Recently, CNN spoke to independent diamond industry analyst Edahn Golan regarding the recent surge of lab grown diamonds. Golan revealed to CNN that sales data for March 2022 showed a 63% increase in engagement rings featuring lab grown diamonds compared to March 2021. During the same time frame, engagement rings featuring a natural diamond saw a 25% decrease in sales. According to Golan, the February data was even more staggering for lab grown diamonds. In the previous month, engagement rings with lab grown diamonds saw an 80% increase compared to the previous year, while their counterparts featuring natural diamonds fell 13%.
We reached out to Golan to learn more about the surging interest in lab grown diamonds. He spoke about how the consumer appetite for lab grown diamonds is strongest in the US. “Consumer demand for lab-grown [diamonds] is very much limited to the US. It is not an international trend, at least of yet. That means that lab grown diamonds have limited [international] appeal, probably due to cultural differences,” he said.
“That said, the US is an exceptionally large consumer market. In 2020, lab diamond’s share of diamond sales was about 3%. In the following year it grew to 5%, and by the first quarter of 2022, its share already stood at 7%. This indicates that consumer acceptance and interest are growing and, with it, demand. With that in mind, continued growth is to be expected,” said Golan.
Golan’s research mirrors similar research conducted by jewelry insurer BriteCo. According to BriteCo, lab grown diamonds saw nearly 10% growth in popularity among engagement ring buyers from 2020 to 2021.
We also spoke with diamond industry analyst Paul Ziminsky, who does not think natural diamonds and lab grown diamonds are strictly competitive. “Lab grown diamonds are affecting the natural diamond market, but perhaps not as much as many would think,” Ziminsky told us when asked if lab grown diamonds are affecting the market for natural diamonds. “Lab-diamonds now represent a high-single-digit percentage of global diamond jewelry demand – up from almost nothing five years ago – but notably the product has also brought new consumers to the market, so it hasn’t been a zero-sum game.”
Some believe the choice between a natural diamond and a lab grown diamond may be decided by age. Alexander Weindling, CEO of Clean Origin, said customers under forty have knowledge and interest in purchasing lab grown diamonds for environmental and ethical reasons. However, customers over fifty are far more reluctant to share those concerns.
Golan believes that lab diamond companies’ focus on blood diamonds may not be the best approach. “There is a lot of talk about natural diamonds and conflict by [lab grown] folks. Speaking negatively about a competing product is not an effective way to generate sales. As a marketing approach, this is greatly inhibiting [lab grown] sales and slowing down its growth,” he said.

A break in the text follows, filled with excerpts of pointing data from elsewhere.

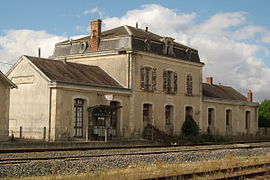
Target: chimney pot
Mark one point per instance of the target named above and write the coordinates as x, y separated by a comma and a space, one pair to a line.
95, 34
146, 29
209, 80
250, 96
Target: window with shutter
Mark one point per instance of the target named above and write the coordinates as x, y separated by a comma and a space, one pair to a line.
142, 78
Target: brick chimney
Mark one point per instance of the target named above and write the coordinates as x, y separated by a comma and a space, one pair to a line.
209, 80
95, 34
249, 96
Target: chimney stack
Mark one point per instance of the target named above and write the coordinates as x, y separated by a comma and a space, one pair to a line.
209, 80
95, 34
250, 96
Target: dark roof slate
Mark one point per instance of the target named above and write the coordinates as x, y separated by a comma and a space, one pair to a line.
222, 92
60, 71
4, 79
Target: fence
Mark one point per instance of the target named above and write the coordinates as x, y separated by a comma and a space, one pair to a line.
29, 133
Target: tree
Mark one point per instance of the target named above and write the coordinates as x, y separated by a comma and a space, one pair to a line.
264, 114
190, 127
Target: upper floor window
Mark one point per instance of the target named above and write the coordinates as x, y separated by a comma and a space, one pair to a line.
170, 82
148, 79
247, 120
211, 116
147, 114
189, 85
78, 113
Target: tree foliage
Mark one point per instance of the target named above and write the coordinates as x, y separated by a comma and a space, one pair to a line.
264, 114
190, 127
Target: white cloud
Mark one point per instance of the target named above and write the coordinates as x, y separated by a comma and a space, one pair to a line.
228, 59
18, 42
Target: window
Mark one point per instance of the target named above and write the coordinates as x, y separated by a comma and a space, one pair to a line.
169, 119
247, 120
147, 114
148, 79
78, 112
211, 116
228, 117
170, 82
189, 85
168, 115
189, 111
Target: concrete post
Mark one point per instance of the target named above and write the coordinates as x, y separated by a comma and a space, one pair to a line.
44, 134
20, 132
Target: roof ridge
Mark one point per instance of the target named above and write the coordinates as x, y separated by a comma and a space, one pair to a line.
59, 61
128, 30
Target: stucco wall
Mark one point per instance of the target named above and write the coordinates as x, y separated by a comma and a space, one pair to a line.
238, 117
4, 111
29, 103
115, 65
159, 99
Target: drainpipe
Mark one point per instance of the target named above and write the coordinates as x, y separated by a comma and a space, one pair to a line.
50, 101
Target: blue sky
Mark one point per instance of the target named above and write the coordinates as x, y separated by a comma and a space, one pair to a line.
232, 36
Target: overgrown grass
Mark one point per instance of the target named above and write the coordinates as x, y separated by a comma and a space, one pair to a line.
159, 169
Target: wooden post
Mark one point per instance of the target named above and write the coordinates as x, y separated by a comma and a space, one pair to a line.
20, 132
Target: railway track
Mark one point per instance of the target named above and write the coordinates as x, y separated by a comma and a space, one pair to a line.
241, 172
85, 148
142, 152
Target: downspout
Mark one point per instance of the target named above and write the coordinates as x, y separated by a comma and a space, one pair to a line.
129, 71
50, 101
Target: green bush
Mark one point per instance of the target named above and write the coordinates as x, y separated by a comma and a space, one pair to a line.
264, 114
190, 127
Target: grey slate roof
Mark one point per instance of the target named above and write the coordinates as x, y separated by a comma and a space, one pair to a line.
6, 81
67, 72
126, 38
221, 92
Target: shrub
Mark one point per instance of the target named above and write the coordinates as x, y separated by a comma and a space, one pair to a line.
190, 127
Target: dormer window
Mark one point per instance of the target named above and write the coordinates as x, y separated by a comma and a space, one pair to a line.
168, 46
169, 82
147, 44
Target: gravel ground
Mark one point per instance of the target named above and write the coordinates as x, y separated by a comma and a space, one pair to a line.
65, 166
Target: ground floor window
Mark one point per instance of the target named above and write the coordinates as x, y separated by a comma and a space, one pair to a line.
189, 111
228, 121
247, 120
169, 119
78, 113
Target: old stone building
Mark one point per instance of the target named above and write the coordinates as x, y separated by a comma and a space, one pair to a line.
112, 84
5, 86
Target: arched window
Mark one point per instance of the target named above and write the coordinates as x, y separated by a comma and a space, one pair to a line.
147, 114
189, 85
211, 116
189, 111
228, 121
78, 116
248, 120
169, 119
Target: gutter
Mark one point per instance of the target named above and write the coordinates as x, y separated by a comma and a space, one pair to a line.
230, 100
94, 86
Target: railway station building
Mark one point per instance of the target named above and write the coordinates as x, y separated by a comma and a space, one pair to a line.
112, 84
5, 86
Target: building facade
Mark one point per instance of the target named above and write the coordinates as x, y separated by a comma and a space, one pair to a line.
5, 86
146, 80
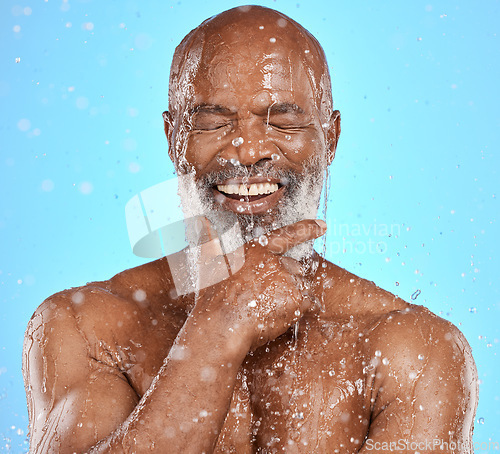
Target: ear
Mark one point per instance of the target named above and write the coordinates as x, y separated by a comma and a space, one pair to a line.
332, 135
168, 125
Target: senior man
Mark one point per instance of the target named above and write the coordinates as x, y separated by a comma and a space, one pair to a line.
290, 353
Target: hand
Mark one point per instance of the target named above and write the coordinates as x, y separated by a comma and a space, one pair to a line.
269, 293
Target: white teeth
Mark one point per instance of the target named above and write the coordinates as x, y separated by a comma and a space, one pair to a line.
253, 189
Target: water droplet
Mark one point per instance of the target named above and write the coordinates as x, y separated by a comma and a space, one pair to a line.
237, 141
139, 295
263, 240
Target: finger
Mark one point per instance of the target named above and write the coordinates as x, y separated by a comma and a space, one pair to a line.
292, 266
285, 238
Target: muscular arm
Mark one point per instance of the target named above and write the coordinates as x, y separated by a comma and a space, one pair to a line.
79, 403
425, 385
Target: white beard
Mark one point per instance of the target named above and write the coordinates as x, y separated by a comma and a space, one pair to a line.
301, 202
233, 230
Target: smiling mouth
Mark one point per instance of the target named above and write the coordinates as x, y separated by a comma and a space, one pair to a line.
248, 192
252, 197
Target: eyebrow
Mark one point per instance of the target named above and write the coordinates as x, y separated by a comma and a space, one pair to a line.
211, 108
285, 107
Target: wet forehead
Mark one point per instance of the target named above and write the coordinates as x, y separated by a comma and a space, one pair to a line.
254, 78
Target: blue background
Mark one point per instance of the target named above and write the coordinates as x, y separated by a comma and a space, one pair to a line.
82, 88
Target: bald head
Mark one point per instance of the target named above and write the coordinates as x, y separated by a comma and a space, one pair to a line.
244, 36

According to Google Trends, the term “lab-grown diamonds” saw a noticeable uptick in searches immediately following Putin’s invasion of Ukraine in the United States, as did the term “conflict diamonds.” With the war lingering on and consumer pressure on major luxury jewelry companies, younger diamond purchasers may purchase lab grown diamonds to alleviate any concern about possibly helping Putin fund the war in Ukraine.
But there is a point upon which all agree: the lower price point of lab grown diamonds is a major selling point over natural diamonds.
“I think the lab-diamond market could eventually be quite large, especially driven by the new market of low-price-point-diamonds. I think markets like China will do especially well with the product,” said Ziminksy, when asked what he expects the diamond industry to look like in the next decade and if lab-grown could reach 30-40% of the market. “But I certainly would not count out the natural diamond market; it has been an extremely resilient industry for almost a century for a reason.”